Publié le par Jean-Yves Alt

Certains d'entre vous se souviennent sans doute du premier "coming-out" militant américain en 1969 : les homosexuels s'opposant aux policiers qui venaient les cueillir, selon la coutume, dans une boîte homo, le Stonewall. « C'est en fait notre prise de la Bastille », dit Lou, l'un des très nombreux personnages du roman d'Edmund White "La tendresse sur la peau". Cet événement qui ouvre la grande période "Gay is beautiful" durant laquelle s'éclate la force combattante des homosexuels américains, clôt le récit.

"La tendresse sur la peau", ce sont les années qui précèdent la fin de l'adolescence du héros, sa jeune maturité, les années 60. C'est un roman, bien sûr, dans le sens le plus glorieux du terme, mais aussi un document rare et passionnant sur la vie homosexuelle dans les universités américaines et dans le ghetto new-yorkais.

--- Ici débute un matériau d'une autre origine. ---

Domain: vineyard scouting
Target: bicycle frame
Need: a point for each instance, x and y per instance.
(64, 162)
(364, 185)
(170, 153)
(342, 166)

Ce roman se lit d'une traite, avec un plaisir et une attente que peu de récits du même ordre communiquent. Parce qu'Edmund White ne se limite pas aux amours, prises de conscience et assauts de culpabilité du narrateur, il ne concentre pas le récit sur un être unique dans la tradition tragique des amours splendides et désespérées. Le roman d'Edmund White se propage, à partir du personnage central, vers tous les autres : homos, étudiants, lesbiennes, parents, hétérosexuels, bisexuels... (cette énumération clinique ne rend pas la densité et la richesse psychologiques des multiples relations qui se tissent entre des individus momentanément ou définitivement marginalisés).

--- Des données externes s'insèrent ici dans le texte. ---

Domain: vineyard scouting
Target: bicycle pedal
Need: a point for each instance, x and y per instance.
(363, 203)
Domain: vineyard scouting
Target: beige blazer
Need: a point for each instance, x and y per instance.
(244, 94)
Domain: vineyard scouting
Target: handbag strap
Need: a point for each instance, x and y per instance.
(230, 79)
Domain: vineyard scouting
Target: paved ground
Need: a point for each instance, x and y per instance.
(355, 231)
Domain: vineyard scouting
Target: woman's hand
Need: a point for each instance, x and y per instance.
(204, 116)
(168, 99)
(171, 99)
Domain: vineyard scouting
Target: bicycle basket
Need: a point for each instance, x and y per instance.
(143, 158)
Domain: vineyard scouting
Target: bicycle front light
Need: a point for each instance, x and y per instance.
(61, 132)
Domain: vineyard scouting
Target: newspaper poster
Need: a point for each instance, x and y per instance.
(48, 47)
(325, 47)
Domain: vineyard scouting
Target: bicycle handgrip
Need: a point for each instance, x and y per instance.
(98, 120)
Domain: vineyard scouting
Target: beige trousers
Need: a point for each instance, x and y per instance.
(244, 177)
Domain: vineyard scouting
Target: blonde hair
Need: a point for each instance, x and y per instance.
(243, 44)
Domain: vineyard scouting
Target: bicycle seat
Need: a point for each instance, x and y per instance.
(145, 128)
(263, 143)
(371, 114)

Maria, belle lesbienne qui aime le corps des garçons, Lou l'homosexuel à principes qui pense qu'il faut vaincre tous les principes, William Everett Hunton, snob et beau, Annie qui se laisse mourir de faim, Sean, le grand amour du narrateur qui finira dans le «mariage» avec un homo qui a l'air d'un homme... Plus qu'une galerie de portraits, c'est la splendide mise en scène de tous ces « types » que rencontre le narrateur, garçons-spectacles habités des mêmes angoisses.

Car ce qu'il faut retenir de ces jeunes Américains fascinés par le corps de l'homme, c'est qu'ils ont en commun une série de conventions : ils se définissent comme homos irréductibles mais aspirent au mariage, ils sont « féminins » (se parlent au féminin) et n'admettent l'amour qu'avec des hommes, c'est-à-dire des... hétéros, se fixent sur la beauté physique, regardent avec anxiété leur propre corps, cherchent en vain l'homme qui par définition ne peut les combler car s'il advenait qu'ils le capturent, il ne serait plus l'homme attendu... mais un « homo comme eux » !

"La tendresse sur la peau" est un grand roman. Avec quelle rare acuité l'auteur décèle cette inépuisable soif de tendresse brimée dans des expériences sexuelles rapides ? Le jeune narrateur est troublant. Il aspire à l'amour et se livre consciencieusement à des contacts sexuels décrits avec une minutie et une liberté époustouflantes : scènes de baise muettes quand l'inconnu sans visage et sans buste des chiottes n°1 glisse son bas-ventre sous la cloison surélevée et se fait sucer par la bouche anonyme des chiottes n°2 ! Bouche d'homme bien sûr : ne fait-on pas l'amour avec les symboles de la virilité ?

Le narrateur garde sa candeur ; il est le témoin frénétique d'une construction abîmée de « l'amour homosexuel », obsessionnel, furtif, où le phallus est le dieu isolé d'un rite frustrant. Le narrateur attend, il sait que la société interdit et culpabilise. Sa jouissance est encore fureur entre la nostalgie de la normalité et la quête incessante de ce qui le hante: le péché. Roman d'une grande beauté, "La tendresse sur la peau" ose dire la vérité du monde dur et âpre des homosexuels, la fragilité de son héros.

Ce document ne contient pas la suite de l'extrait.